You should consider involving stakeholders to develop and implement an action plan. Much like you planned for your assessment, you must now plan for the actions and policies you will enact to reduce pressures and increase resilience, the two possible pathways to improving ocean health and thus moving closer towards your targets.
Conservation Gateway: Conservation Action Planning: www.conservationgateway.org/Documents/CAP_2pg_Description.pdf
Conservation Action Planning Handbook: www.conservationgateway.org/Documents/Cap%20Handbook_June2007.pdf
The first OHI+ assessment conducted in a given geography effectively establishes a baseline of knowledge upon which it is now possible to make future comparisons. In assessing ocean health periodically, decision-makers and stakeholders are able to determine the progress that has been made towards the targets, evaluate the effectiveness of specific management interventions, understand the effects of exogenous variables such as climate change on local ocean health, and assess the progress towards agreements made between stakeholders. There is no rule about how often you should reassess. However, considering the need to balance variances in the temporal scales at which change takes place in ecological and social dimensions, we recommend OHI+ assessments are conducted at least every 2 or 3 years. Reassessing also gives you the opportunity to refine methods and use newly available information and knowledge, continuously helping you to design an approach that best reflects ocean health at the scale of the assessment. Lastly, this exercise should serve as an opportunity to discuss the validity of the reference points established in the first assessment to ensure they remain pertinent to the management vision previously established.

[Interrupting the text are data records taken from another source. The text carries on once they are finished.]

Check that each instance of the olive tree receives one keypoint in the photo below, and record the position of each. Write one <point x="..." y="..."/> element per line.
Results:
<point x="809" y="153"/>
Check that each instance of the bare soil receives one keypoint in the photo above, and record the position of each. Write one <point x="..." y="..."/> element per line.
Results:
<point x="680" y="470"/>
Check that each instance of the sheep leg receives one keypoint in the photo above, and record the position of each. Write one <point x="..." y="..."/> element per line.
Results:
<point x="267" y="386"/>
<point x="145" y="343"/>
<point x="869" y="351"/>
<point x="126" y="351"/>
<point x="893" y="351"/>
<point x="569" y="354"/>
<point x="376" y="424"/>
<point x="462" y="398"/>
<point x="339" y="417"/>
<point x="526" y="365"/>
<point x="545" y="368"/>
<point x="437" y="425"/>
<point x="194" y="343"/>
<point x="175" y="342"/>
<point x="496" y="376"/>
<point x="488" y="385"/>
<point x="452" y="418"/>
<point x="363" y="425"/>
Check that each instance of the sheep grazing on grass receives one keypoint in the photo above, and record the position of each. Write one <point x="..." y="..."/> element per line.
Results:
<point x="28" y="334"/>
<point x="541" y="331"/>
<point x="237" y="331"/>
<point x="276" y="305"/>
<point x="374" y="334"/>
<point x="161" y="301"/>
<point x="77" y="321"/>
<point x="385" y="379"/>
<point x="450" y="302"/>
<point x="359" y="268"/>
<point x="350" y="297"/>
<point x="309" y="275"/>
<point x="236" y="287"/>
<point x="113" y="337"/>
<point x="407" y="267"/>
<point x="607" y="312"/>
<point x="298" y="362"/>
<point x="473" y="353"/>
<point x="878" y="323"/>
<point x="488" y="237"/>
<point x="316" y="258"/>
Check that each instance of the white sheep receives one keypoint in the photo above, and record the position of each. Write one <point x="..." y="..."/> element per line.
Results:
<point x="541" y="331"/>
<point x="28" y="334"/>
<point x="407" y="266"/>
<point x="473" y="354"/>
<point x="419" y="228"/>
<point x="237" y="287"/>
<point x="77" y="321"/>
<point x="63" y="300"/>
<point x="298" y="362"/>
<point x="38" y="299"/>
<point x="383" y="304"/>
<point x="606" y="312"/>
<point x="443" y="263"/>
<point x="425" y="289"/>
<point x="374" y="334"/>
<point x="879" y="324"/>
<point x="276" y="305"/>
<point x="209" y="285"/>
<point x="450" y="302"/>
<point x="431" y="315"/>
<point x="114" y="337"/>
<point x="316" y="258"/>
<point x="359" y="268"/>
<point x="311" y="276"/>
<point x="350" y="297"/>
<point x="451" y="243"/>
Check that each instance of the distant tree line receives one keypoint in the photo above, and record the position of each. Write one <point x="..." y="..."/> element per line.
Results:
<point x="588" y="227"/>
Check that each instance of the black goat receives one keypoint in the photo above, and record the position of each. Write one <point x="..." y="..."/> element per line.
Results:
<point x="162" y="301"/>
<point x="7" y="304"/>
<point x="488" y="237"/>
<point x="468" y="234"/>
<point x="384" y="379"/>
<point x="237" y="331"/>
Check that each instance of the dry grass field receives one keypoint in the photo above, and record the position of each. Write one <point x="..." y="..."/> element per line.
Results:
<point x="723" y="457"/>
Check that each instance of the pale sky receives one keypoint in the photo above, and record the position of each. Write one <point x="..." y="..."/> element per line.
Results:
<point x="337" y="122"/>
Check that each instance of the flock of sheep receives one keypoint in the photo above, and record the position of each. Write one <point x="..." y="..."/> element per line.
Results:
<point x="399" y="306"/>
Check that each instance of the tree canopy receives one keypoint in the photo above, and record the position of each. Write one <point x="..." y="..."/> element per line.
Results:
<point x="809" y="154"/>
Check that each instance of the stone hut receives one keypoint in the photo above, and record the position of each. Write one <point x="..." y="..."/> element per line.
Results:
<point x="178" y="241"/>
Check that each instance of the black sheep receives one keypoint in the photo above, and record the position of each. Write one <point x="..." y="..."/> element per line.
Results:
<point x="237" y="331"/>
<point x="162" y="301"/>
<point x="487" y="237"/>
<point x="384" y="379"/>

Other more complex, emergent tradeoffs become visible only when OHI assessments are done over time to track how goal scores change. Because of the complexity of ecosystem responses, full attribution of a change in one goal causing a change in another goal is difficult, but such patterns can provide insight on where to direct further exploration of such possible tradeoffs. The ability to calculate past status scores, and then correlate changes with past management actions, illustrates one way it can be used to assess management effectiveness.
OHI+ assessment updates can be easily done using the OHI Toolbox and require the same degree of time and resources as the initial assessment (although this may vary depending on local conditions).